No one is steering the ship away from the rocks, no one is trying to get civilization healthy again, and no one is thinking of a world outside their personal circumstances, consequently all of what they demand reflects a modification to the modern system that temporarily advantages them as individuals.

To a person in a passive role, ideas are like a shelf at a store. You look at the products, choose the best one you can afford or the one that addresses your specific needs, and put it in your cart, then go home and anticipate that it will solve all your problems for you like it did for the people in the commercials.

Consequently, people assume certain things: that diversity is a fact of life, government will always be roughly as it is, and that our only way of doing things is to change how we tax and spend in order to advantage their group instead of another group.

All of the political options you see out there fit within this rubric:

  • Libertarianism wants the markets provided by modern society without culture, history, morality, or faith existing except as personal choices made at your own expense, much as they are now.
  • National Socialists desire a version of our modern society that gives out free money and enforces nanny state rules based on their race, like how it is now except with a twist.
  • Fundamentalists hope for a society run on the idea of mass conformity to a religious ideology instead of a secular one, resulting in very similar humanism to what we have now.
  • Communists aspire to a society that hands out free money like ours, but does so at gunpoint universally, basically hoping for a more dystopian version of the present.

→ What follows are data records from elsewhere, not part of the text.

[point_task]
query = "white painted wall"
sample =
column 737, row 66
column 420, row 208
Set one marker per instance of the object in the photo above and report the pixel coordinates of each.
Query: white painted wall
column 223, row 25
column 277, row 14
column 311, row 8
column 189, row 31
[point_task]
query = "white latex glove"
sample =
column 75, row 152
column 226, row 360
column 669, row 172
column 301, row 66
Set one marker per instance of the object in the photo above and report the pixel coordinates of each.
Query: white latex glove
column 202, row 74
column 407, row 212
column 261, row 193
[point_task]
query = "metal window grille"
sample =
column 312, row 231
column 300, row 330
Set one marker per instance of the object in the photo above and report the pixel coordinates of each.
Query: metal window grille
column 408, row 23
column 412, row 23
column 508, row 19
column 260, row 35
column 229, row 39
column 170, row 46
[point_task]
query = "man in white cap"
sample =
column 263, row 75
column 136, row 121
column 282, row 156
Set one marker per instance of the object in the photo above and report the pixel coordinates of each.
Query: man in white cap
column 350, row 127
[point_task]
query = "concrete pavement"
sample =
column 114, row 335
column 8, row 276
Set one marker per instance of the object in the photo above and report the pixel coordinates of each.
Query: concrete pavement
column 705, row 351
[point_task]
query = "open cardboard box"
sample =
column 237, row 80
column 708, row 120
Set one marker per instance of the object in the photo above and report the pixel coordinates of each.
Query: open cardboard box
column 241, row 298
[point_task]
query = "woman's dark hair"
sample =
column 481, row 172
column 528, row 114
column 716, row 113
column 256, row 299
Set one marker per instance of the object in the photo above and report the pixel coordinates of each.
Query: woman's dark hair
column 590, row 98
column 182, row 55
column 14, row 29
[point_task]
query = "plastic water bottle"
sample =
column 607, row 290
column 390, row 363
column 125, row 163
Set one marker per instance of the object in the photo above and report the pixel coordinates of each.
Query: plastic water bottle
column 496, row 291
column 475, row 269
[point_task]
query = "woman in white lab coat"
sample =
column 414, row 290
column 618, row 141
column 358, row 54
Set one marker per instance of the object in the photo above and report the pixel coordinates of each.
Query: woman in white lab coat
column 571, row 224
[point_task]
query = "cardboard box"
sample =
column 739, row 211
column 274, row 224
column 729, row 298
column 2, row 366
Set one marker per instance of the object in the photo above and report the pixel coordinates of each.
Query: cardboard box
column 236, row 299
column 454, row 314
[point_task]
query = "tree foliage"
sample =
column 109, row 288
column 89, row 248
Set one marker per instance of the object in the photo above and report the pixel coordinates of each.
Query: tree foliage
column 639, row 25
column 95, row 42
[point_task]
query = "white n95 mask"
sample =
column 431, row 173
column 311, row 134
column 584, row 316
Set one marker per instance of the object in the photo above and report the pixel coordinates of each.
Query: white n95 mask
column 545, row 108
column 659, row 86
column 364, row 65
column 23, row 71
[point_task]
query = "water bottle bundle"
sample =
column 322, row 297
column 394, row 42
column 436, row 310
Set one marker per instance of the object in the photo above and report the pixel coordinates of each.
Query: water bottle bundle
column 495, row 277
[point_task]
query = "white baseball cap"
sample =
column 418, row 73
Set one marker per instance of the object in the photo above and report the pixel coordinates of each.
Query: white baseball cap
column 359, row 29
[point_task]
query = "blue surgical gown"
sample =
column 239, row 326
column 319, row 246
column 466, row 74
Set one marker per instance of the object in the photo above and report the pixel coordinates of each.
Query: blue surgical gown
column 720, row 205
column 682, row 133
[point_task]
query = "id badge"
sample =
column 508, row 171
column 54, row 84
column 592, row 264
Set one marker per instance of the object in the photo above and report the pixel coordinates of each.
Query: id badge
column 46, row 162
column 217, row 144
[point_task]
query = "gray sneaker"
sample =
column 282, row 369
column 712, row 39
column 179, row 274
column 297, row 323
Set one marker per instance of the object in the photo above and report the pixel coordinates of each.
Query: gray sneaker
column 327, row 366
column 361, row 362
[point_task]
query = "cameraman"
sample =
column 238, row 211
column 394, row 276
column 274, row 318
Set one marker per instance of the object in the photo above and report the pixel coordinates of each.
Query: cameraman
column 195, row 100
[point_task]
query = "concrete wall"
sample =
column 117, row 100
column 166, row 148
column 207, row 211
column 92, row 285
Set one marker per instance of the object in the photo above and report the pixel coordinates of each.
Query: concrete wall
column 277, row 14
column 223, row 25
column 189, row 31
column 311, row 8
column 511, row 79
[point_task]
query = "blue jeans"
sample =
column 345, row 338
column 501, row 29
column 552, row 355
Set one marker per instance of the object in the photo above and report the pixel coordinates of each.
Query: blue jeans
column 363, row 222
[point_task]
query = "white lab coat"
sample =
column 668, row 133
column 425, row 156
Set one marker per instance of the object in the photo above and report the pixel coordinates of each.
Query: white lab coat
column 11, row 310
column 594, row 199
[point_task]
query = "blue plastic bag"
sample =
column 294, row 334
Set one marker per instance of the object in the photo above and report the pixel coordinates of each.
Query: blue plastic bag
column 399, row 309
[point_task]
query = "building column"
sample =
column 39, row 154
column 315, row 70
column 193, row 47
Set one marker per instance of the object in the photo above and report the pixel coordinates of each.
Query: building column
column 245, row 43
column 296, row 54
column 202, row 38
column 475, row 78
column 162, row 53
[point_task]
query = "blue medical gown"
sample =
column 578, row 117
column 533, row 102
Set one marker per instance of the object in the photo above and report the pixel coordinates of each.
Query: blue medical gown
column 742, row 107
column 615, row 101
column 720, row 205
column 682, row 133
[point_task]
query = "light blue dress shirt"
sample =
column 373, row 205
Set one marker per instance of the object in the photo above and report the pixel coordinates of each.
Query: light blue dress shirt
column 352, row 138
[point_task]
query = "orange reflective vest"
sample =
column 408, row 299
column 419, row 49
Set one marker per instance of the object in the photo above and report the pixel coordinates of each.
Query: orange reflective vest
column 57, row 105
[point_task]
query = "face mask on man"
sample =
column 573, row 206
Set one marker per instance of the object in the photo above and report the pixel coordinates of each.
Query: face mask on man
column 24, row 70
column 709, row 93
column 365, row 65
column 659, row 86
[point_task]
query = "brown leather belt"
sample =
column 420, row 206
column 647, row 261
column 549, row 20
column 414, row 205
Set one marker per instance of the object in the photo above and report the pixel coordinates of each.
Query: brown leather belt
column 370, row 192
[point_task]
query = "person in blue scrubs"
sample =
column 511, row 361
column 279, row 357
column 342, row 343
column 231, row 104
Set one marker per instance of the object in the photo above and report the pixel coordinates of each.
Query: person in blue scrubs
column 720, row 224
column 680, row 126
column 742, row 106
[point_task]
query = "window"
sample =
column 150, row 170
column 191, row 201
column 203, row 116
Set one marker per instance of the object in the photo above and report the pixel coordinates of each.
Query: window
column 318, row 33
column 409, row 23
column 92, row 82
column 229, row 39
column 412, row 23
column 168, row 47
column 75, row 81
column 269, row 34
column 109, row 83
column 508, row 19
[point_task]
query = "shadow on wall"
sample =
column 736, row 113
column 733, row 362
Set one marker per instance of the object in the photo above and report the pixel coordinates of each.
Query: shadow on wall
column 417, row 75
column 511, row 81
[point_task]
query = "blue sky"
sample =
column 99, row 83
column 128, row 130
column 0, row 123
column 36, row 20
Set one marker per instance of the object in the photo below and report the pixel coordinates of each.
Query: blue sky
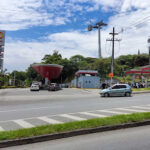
column 38, row 27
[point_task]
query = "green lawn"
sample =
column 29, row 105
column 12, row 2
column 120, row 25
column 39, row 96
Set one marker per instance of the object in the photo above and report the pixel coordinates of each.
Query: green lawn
column 98, row 122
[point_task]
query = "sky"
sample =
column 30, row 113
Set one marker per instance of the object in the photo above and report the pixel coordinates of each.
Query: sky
column 35, row 28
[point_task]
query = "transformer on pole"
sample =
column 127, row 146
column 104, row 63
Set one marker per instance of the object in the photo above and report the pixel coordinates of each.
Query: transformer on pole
column 98, row 26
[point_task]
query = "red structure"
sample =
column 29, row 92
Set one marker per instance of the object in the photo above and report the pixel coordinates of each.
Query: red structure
column 50, row 71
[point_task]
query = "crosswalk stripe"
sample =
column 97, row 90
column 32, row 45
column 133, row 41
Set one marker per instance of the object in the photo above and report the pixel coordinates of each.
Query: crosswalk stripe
column 92, row 114
column 133, row 110
column 49, row 120
column 72, row 117
column 141, row 107
column 1, row 129
column 113, row 112
column 23, row 123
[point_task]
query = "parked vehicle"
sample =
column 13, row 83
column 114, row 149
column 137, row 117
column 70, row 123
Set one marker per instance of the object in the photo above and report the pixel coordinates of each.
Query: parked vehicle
column 117, row 90
column 35, row 87
column 54, row 87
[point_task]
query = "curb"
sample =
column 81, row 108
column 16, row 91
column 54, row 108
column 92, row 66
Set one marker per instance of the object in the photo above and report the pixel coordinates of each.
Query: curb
column 22, row 141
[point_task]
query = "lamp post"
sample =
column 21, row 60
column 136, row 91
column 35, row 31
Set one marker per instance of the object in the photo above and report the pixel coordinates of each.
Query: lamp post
column 98, row 26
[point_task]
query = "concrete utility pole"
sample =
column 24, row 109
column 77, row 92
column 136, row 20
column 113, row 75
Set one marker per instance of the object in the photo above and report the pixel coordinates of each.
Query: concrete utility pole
column 113, row 49
column 98, row 26
column 149, row 48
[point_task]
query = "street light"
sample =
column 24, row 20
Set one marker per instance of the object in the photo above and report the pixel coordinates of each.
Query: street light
column 98, row 26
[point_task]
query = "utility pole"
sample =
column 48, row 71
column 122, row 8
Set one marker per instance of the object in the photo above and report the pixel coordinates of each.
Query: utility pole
column 98, row 26
column 113, row 49
column 149, row 48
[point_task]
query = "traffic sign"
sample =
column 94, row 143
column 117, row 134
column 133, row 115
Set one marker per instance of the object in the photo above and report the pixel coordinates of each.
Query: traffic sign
column 111, row 75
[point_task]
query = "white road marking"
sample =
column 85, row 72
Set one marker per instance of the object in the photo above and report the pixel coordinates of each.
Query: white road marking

Very few are willing to state the notion that we should get out of modernity entirely to a society where government is replaced by aristocrats and social hierarchy, free markets are tempered by strong culture, diversity is replaced by homogeneous ethno-culture, and religion reflects the culture of each society instead of being universal.

This is beyond what they can grasp. They do not see it on the shelf; how do you choose a product that is not already in the store? Therefore, they cannot imagine how they could choose it, and instead demand some variation of the present which will inevitably lead back to the status quo.

Our first task, as in any big undertaking, is to clear our minds of our addiction to the present and start reaching toward what is good for the organic entity of our civilization, knowing that it will benefit us individually because we will no longer be living in a failing dystopia.